Most of these avenues are slow and expensive, and there is no guarantee of success.
Punishments by your co-workers
If you’re being punished by your co-workers, that might or might not be legally considered a reprisal. If a boss or another person with authority over you has some control over the situation, it’s a reprisal. If they don’t, it isn’t.
That doesn’t mean punishment by your co-workers isn’t damaging. It definitely can be. It just means it’s not legally considered a reprisal, which means your employer can’t be held accountable for it.
Here are some common ways in which co-workers punish people:
- They leave you out of social gatherings.
- They refuse to talk to you.
- They talk about you negatively to other people.
- They drop you from email or text exchanges.
- They don’t help you with work tasks, or they set you up to fail at them.
- They don’t help you if you’re in an unsafe situation.
- They play abusive pranks on you or tell offensive “jokes” at your expense.

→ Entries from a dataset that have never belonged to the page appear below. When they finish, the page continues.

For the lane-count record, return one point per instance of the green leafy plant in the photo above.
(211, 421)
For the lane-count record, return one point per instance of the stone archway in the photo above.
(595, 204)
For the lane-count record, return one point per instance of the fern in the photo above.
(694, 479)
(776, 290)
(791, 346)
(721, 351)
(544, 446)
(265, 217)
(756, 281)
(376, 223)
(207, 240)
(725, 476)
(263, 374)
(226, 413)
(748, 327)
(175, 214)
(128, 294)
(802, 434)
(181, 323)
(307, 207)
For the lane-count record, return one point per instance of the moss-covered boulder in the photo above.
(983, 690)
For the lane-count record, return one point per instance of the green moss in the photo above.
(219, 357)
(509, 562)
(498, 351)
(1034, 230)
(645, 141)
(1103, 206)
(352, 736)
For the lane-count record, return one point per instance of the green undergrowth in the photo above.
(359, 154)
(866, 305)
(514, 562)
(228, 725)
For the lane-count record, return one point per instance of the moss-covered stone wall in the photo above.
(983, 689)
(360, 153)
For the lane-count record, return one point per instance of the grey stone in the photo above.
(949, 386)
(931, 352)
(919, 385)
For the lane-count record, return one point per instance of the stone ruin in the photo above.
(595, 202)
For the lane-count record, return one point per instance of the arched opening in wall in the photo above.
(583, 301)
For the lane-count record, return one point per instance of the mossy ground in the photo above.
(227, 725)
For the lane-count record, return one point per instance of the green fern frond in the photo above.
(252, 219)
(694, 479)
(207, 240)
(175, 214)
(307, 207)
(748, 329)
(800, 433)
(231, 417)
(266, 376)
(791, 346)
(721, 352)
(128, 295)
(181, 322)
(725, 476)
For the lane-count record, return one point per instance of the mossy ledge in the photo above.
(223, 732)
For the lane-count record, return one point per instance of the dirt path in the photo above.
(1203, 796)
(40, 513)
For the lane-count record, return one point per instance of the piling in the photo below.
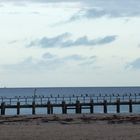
(33, 107)
(105, 106)
(64, 107)
(2, 108)
(78, 107)
(18, 108)
(118, 105)
(130, 105)
(49, 107)
(91, 106)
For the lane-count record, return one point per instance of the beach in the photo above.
(71, 127)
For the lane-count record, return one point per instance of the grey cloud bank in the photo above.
(64, 41)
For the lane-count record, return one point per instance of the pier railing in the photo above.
(73, 102)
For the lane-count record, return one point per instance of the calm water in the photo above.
(66, 91)
(10, 92)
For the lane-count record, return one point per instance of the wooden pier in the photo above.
(65, 103)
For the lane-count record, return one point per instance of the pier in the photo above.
(77, 103)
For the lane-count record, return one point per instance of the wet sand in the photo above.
(70, 127)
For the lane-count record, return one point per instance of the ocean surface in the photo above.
(69, 91)
(66, 91)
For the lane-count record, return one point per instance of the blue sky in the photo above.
(69, 43)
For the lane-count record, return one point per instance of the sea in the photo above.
(68, 91)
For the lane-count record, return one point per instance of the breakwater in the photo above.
(65, 103)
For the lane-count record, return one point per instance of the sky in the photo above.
(69, 43)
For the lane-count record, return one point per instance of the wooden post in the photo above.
(49, 107)
(78, 107)
(105, 106)
(18, 108)
(91, 106)
(2, 108)
(64, 108)
(33, 107)
(118, 105)
(130, 105)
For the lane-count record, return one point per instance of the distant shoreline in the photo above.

- They use slurs to describe you.
- They threaten or bully you, verbally or physically.
- They damage your personal property.
If it’s bad enough, then your workplace might be what’s called “toxic.” That’s a legal term.
There is no single legal definition of a toxic work environment. But generally it’s considered to be a workplace where there is so much harassment and abuse that a reasonable person would find it intolerable to work there.

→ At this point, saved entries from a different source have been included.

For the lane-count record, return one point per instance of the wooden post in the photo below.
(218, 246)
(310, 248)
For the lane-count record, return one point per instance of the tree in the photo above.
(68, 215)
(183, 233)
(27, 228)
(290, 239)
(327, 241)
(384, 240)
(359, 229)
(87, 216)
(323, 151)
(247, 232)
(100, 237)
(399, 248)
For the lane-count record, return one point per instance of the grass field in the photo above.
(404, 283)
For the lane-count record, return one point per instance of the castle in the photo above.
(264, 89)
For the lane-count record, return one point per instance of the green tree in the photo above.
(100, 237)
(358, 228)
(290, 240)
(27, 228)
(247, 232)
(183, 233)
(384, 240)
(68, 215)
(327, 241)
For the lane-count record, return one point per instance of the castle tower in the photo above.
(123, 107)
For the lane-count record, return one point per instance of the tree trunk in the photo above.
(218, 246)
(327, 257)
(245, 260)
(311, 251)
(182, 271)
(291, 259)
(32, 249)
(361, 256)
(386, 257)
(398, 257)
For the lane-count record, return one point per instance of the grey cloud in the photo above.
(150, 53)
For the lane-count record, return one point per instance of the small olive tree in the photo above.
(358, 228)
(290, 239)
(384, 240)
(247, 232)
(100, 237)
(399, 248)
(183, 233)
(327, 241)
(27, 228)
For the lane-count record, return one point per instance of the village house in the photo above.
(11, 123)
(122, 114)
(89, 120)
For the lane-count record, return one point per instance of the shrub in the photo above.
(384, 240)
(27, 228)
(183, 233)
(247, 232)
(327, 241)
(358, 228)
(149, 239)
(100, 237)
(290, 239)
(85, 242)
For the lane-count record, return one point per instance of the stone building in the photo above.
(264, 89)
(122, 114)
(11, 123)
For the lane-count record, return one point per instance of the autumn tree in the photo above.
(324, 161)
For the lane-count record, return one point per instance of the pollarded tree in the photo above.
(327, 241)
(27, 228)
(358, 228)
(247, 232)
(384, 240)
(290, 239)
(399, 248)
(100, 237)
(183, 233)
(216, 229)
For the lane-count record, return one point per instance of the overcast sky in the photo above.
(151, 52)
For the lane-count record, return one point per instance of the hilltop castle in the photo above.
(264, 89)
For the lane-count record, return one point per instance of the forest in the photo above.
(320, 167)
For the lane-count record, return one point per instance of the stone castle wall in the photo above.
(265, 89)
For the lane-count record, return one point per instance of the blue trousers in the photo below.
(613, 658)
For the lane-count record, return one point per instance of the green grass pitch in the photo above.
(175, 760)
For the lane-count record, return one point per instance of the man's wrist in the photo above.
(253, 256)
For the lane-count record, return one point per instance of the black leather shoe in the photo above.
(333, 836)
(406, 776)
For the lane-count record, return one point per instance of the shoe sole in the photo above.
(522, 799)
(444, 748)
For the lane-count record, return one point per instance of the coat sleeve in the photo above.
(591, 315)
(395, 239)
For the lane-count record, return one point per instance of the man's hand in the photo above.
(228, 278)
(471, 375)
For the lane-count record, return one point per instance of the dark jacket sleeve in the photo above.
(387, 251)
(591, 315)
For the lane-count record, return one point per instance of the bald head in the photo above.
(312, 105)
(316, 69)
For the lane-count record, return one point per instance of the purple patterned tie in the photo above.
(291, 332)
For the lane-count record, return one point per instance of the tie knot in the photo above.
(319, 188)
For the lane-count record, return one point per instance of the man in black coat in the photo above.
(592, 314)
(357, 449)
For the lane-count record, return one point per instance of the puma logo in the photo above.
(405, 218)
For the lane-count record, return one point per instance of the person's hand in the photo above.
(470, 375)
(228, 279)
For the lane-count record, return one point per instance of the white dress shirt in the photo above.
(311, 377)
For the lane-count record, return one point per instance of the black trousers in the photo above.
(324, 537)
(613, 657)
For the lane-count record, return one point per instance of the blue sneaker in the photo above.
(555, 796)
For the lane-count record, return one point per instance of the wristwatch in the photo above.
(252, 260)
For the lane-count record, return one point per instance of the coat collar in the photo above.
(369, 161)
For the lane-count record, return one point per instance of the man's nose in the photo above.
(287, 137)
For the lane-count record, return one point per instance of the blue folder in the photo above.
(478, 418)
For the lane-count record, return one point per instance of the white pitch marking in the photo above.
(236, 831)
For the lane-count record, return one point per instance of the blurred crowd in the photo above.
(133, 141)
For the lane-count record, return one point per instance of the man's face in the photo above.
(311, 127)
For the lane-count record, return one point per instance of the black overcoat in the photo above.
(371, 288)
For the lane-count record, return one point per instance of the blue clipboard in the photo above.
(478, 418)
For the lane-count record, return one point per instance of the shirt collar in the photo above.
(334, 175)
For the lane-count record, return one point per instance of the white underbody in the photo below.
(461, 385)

It can be hard to tell if your workplace is toxic. There are lots of bad workplaces, but not all of them are toxic.
It’s not necessarily a toxic workplace if:
- People don’t like you.
- People are rude to you.
- People ignore you.
- People play a lot of pranks and tell crass jokes.
- People make it hard for you to do your job.
But it may be a toxic workplace, especially if:
- You are being harassed all the time.
- You feel unsafe or threatened.
- Any reasonable person would find what’s happening to you intolerable.
- Your employer knows about it and doesn’t do anything to stop it.
There’s an important distinction between a workplace that’s “toxic” versus one that’s “poisoned.” In a toxic workplace, you personally are being treated badly. In a poisoned workplace, sexual harassment is not just hurting one or two people but is creating a poisoned environment by sexualizing the workplace for everyone. Everyone is being affected. If you’re trying to prove that you’re experiencing reprisals because you complained about being sexually harassed, you can show evidence that it has become toxic for you or you can also show how it has poisoned the workplace for everyone. Or both.
If this all sounds complicated, it is! That’s why we advise you to get a lawyer if you can.
How and where to get help
Your employer has a legal obligation to provide you with a harassment-free environment. If your workplace is getting toxic to the point where it’s intolerable, there are places you can go for help.
- First, you can report it to your employer or union, and remind them of their obligations. If they don’t address the problem, that may violate health and safety laws.
- If you belong to a union, you can ask it to bring a grievance against your employer.
- You can file a complaint with the Human Rights Tribunal, saying that your employer failed to protect you against harassment, allowing your human rights to be violated. If you have already started a human rights complaint for compensation, you can add the impact of the reprisals to your complaint.
- If you’re not a union member, you can start a civil action against your employer saying you have experienced constructive dismissal, because your employer’s failure to protect you against harassment amounts to a fundamental change to your employment agreement. If you are considering this, consult a lawyer first.